Gareth Henry, a managing director of Fortress Investment Group, was recently featured on the Daily Forex Report website in the article “An Overview of Private Credit with Gareth Henry” written by Clara Davis. The article reveals how the head of global investor relations sees the potential of private credit deals.
There are a variety of ways to manage investments in private credit, depending on the type of fund. Many managers of impaired funds will take a more active approach to make value. However, fund managers who are more focused on mezzanine and senior debt will use a more passive strategy to create returns after the loan has been extended to the companies. Many managers who use NPL funds will focus on using their employees or freelancers to contact those who have defaulted on their loan. This will allow them to create a new repayment strategy that will allow them to start making payments on their loans again.
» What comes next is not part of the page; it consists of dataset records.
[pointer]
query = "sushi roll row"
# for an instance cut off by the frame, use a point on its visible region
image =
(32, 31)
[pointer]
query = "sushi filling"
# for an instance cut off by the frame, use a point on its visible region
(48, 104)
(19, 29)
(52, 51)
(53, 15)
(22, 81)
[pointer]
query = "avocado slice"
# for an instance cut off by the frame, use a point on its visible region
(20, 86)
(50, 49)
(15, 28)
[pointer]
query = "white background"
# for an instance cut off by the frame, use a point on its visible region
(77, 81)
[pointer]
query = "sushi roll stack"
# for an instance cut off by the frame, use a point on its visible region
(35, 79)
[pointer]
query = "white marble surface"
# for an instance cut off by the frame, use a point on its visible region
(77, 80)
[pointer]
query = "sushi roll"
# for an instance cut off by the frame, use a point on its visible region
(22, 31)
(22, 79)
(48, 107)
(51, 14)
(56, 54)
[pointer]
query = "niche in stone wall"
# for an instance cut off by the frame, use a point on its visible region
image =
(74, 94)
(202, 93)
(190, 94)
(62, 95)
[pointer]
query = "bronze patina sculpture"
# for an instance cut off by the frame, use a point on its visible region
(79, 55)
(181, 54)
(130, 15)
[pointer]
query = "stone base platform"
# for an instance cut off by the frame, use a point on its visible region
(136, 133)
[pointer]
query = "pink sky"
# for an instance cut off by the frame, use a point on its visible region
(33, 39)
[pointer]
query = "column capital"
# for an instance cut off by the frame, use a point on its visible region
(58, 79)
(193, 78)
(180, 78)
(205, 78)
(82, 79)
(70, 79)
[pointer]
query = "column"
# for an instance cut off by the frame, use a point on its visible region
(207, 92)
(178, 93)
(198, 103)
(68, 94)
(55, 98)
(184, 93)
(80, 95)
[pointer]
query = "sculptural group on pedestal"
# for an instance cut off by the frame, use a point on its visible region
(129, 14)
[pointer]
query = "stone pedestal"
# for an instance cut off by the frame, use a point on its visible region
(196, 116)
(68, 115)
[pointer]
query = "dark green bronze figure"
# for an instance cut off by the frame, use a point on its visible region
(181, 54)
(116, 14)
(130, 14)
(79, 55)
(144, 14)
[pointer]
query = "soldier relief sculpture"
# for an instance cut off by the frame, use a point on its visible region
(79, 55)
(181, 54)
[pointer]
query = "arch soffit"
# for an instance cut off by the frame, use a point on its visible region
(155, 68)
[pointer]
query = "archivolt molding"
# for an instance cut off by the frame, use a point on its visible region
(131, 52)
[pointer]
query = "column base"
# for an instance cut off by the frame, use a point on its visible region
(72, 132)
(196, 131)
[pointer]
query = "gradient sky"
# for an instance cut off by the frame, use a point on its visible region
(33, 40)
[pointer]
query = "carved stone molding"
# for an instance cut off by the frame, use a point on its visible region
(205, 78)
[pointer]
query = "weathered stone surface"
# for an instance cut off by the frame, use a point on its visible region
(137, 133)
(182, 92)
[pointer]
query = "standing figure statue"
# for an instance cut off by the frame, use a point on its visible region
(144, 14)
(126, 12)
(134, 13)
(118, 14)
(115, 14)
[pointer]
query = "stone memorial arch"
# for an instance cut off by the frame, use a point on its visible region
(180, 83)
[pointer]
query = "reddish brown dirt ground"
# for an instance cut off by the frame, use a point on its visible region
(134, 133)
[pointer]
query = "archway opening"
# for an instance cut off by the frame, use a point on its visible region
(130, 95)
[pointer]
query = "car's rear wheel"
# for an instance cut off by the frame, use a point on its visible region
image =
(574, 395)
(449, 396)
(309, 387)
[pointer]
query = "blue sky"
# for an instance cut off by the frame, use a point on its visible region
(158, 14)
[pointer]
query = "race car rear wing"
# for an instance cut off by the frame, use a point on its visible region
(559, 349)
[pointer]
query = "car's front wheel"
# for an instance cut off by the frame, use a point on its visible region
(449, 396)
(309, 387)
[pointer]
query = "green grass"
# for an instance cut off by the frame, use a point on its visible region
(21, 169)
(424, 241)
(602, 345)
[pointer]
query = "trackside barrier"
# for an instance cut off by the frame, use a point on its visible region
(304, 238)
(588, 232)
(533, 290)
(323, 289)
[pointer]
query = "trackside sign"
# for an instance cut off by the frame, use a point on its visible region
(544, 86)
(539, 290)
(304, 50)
However, most private credit funds will liquidate their assets to provide them to the investors. Most of these funds are invested in funds that have predictable returns within a certain amount of time. The difference between private credit and other alternative investment plans is that the private equity investments have less reliability or predictability in terms of when they will pay. Gareth Henry’s philosophy when it comes to alternative investments is to keep receiving feedback. Gareth Henry solicits feedback from peers, clients, and even team members because it is the key to creating a deeper understanding of progress as well as the dynamics of the trade. To know more about him click here.
There are some risks involved with private credit that Gareth Henry feels can be managed, but should be taken into account when making investments. The first risk is leverage. A variety of different managers may use leverage to increase their potential returns but this can also create a boost in risk. There is also a style drift risk that happens when private income funds expand from the market of midsized businesses into the NPLs. Management capacity is another risk people should be aware of. It happens when private credit managers seek to expand rapidly.